Friday, June 15, 2012

Cisco Teams Up With Instructure To Move The World’s Largest IT Classroom To The Cloud

The Cisco Networking Academy is the largest education program in the world you’ve probably never heard of. The Academy, which is Cisco System’s largest and longest-running corporate responsibility program, partners with over 10,000 universities, community colleges, and high schools to teach students networking and ICT skills, preparing them for jobs and higher ed programs in engineering, computer science, and related fields.


More than one million students currently participate in Cisco’s Academies, which operate in colleges and universities across 165 countries and 17 languages.
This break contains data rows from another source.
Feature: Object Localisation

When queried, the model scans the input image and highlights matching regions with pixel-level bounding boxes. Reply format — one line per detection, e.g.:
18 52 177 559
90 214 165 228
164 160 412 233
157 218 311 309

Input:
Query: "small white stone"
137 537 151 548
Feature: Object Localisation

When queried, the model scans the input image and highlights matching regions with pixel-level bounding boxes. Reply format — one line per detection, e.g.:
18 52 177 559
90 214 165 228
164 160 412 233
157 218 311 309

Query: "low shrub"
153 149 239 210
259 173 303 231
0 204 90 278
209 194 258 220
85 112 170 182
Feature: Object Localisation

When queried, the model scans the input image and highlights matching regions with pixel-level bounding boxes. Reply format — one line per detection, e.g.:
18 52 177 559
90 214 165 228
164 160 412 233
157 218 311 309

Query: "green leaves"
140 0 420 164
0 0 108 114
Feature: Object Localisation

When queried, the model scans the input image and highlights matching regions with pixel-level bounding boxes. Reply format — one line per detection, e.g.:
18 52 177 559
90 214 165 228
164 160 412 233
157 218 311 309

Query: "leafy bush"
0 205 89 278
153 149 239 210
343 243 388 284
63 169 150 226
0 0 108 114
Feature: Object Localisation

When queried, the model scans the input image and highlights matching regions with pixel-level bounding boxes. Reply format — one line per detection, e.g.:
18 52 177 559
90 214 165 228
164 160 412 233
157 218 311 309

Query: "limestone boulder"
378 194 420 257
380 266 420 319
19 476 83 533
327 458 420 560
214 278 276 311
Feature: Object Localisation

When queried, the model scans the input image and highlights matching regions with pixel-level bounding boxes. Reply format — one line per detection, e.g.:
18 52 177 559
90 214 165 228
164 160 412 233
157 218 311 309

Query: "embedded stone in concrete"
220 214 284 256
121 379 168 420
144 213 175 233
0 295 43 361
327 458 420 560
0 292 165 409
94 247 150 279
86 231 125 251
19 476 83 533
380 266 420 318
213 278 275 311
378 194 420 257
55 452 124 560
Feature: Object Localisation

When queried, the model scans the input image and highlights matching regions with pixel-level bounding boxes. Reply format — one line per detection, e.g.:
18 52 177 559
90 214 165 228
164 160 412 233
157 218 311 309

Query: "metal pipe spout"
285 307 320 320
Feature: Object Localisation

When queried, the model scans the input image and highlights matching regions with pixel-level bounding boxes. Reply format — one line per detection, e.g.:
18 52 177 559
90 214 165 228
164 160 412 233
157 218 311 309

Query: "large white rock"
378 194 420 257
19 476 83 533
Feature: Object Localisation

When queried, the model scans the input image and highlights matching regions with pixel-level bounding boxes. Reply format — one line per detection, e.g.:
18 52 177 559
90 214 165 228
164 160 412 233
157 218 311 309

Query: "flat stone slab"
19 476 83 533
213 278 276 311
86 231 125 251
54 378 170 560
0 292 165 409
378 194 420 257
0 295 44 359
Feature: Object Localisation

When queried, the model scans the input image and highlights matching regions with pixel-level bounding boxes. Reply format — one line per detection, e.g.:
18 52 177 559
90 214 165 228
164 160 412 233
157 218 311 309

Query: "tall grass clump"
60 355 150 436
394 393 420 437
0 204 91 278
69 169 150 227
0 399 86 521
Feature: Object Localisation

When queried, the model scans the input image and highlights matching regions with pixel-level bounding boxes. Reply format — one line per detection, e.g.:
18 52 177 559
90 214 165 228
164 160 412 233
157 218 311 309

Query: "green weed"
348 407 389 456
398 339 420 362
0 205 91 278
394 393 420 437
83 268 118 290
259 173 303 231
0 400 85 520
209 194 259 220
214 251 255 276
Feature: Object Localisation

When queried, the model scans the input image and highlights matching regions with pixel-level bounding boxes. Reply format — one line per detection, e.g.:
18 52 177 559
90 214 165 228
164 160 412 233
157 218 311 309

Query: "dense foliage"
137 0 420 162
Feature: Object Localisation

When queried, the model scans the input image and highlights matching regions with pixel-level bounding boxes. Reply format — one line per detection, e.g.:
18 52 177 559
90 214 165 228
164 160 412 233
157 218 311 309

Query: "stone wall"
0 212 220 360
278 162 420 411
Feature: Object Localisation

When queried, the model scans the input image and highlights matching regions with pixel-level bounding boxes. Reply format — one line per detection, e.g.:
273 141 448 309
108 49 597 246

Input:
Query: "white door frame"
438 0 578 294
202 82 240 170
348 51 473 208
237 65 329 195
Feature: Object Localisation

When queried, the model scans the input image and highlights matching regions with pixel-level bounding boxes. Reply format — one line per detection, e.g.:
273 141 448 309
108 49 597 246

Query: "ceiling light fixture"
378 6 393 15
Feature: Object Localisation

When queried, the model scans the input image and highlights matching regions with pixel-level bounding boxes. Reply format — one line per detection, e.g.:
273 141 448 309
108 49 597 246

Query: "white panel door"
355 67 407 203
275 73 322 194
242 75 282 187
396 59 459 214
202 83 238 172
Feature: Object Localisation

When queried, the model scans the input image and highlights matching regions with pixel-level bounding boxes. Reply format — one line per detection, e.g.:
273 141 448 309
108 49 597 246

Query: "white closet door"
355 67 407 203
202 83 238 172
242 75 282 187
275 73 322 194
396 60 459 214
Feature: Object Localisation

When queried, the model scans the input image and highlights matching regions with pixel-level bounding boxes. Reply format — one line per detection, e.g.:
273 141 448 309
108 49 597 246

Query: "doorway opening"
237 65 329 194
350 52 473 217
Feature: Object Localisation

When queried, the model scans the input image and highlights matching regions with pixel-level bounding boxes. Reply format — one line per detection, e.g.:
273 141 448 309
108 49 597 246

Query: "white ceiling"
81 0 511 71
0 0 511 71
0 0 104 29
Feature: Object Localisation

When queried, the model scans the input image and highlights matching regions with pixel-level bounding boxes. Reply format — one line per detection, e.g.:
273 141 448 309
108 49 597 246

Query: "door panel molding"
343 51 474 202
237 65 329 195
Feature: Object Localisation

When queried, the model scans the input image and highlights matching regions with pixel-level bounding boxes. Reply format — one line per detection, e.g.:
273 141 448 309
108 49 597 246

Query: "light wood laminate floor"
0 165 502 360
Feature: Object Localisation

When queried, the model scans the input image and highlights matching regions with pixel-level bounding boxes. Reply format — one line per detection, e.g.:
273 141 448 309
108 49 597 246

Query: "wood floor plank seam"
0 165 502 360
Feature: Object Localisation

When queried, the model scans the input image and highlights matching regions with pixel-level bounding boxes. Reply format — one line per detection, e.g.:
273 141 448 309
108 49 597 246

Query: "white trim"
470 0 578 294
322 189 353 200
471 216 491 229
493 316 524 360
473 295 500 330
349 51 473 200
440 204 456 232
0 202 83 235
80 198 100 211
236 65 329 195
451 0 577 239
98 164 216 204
Today, Cisco is announcing that it has awarded Instructure with a multi-year contract to use the startup’s flagship open-source LMS product, Canvas as its learning platform.

For Cisco, Instructure will help it move its global classroom and online IT courses to the cloud, with the additional benefit of Canvas’ open platform that integrates easily with other technologies and web services and provides simplified tools for grading and assessment.

For Instructure, a startup that’s not yet 18 months old, this is a big win, as its Neworking Academy represents one of the biggest education platforms in the world and will help scale Canvas as a platform significantly, allowing it to reach students across the globe.

As a little background for those unfamiliar with the startup: Back in January of 2011, Mozy founder Josh Coates launched Instructure with the goal of disrupting the Learning Management System (LMS) market. Even if the “LMS market” sounds foreign, you’re likely familiar with the market’s ubiquitous and unpopular giants, Blackboard and Moodle, which have long been the bane of disorganized college students everywhere.

When we last checked in with the startup in April of last year, it had just closed an $8 million series B round from a host of notable investors, including OpenView Venture Partners, Epic Ventures, TomorrowVentures, and Tim Draper of Draper, Fisher Jurveston (bringing its total investment to $9M).

Meanwhile, over these last 14 months, Instructure has been growing like a weed. At the end of 2010, Instructure had 4 customers, but since launching Canvas, the startup has been adopted by 189 institutions (including names like Brown University, Auburn University, University of Austin, Texas, and Wharton School of Business) and about 2.7 million users. What’s more, in 14 months, Instructure has gone from 20 employees to over 130.

And now it will be built into Cisco’s Academy, adding the network’s one million students to its growing user base, while delivering a 21st-century education to students who might not otherwise have the resources or cash to enroll in IT and computer science courses.

Although Coates wouldn’t reveal Instructure’s revenues, he did say that, while there’s been a lot of interest in contributing to the startup’s Series C round, the board has chosen not to pursue any further funding for the time being. Apparently, it’s got plenty of reserves in the tank, and having secured this multiyear contract with Cisco, it wouldn’t be surprising to see its expansion continue.